For my starters, I use a stir plate with a 2micron stone. Attached is an aquarium pump with a 0.22micron filter. The pump has a T where I'll attach the O2 cannister for an initial burst of O2 ofr a few secs (sometimes the extra pressure is also needed to initially purge some water through the stone) - (the water is from boiling the stone & hosing).

Lukin
10/24/08 03:55 PM  
Re: Stuck fermentation
I made another beer along with the one that had the stuck fementaion. This one fished fine and is ready to be oaked.

I tried to find a way to keep the oak chips submerged but still be able to get them out when I think it's oaked enough. I had two rare earth magnets left from making my stir plate so I put one in a hop sock with the chips and one on the outside of the corny keg. I can move the sock up to the top for retrival by sliding the outside magnet up the keg. This should work for dry hopping too. I boiled everything to sanitize.

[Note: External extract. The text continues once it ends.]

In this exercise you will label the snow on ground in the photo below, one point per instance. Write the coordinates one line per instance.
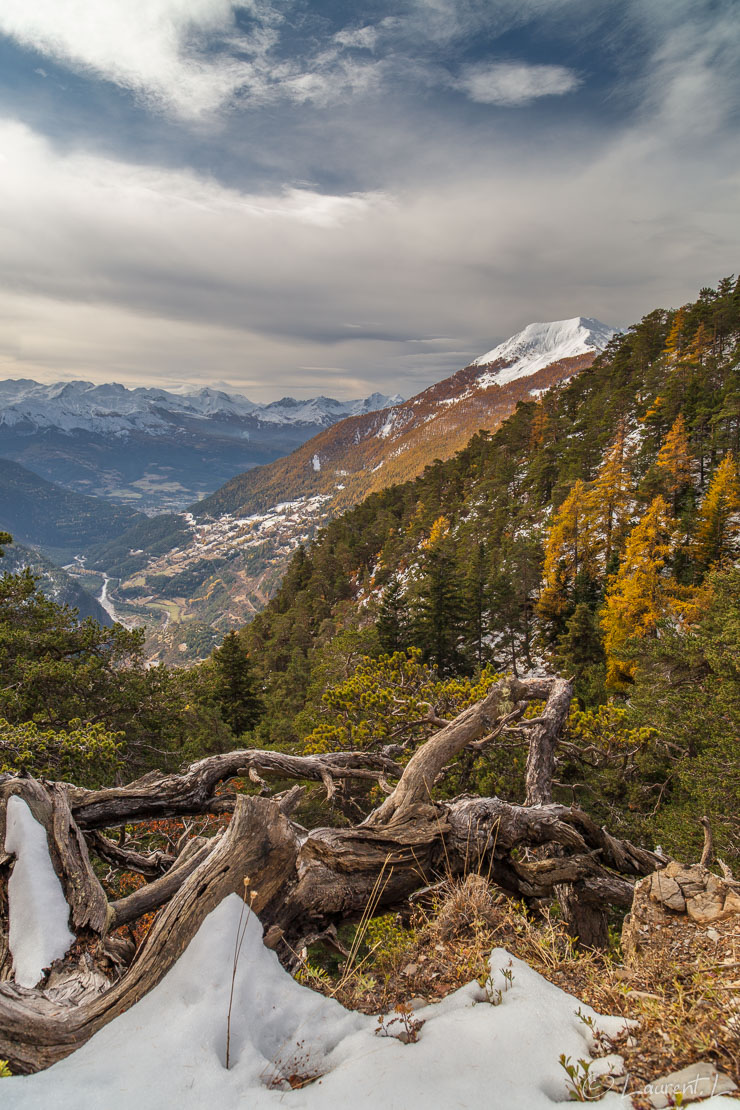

I don't know if anyone else has tried this or knows of any side effects from the magnet. They appear to be coated.

Lukin
10/24/08 05:42 PM  
Re: Stuck fermentation
After posting I started to get worried so I sanitized a small zip lock bag and put the magnet in it, just for good measure.

Any suggestions on oak time? I was thinking two weeks.

10.80 og, Med toast American Oak chips.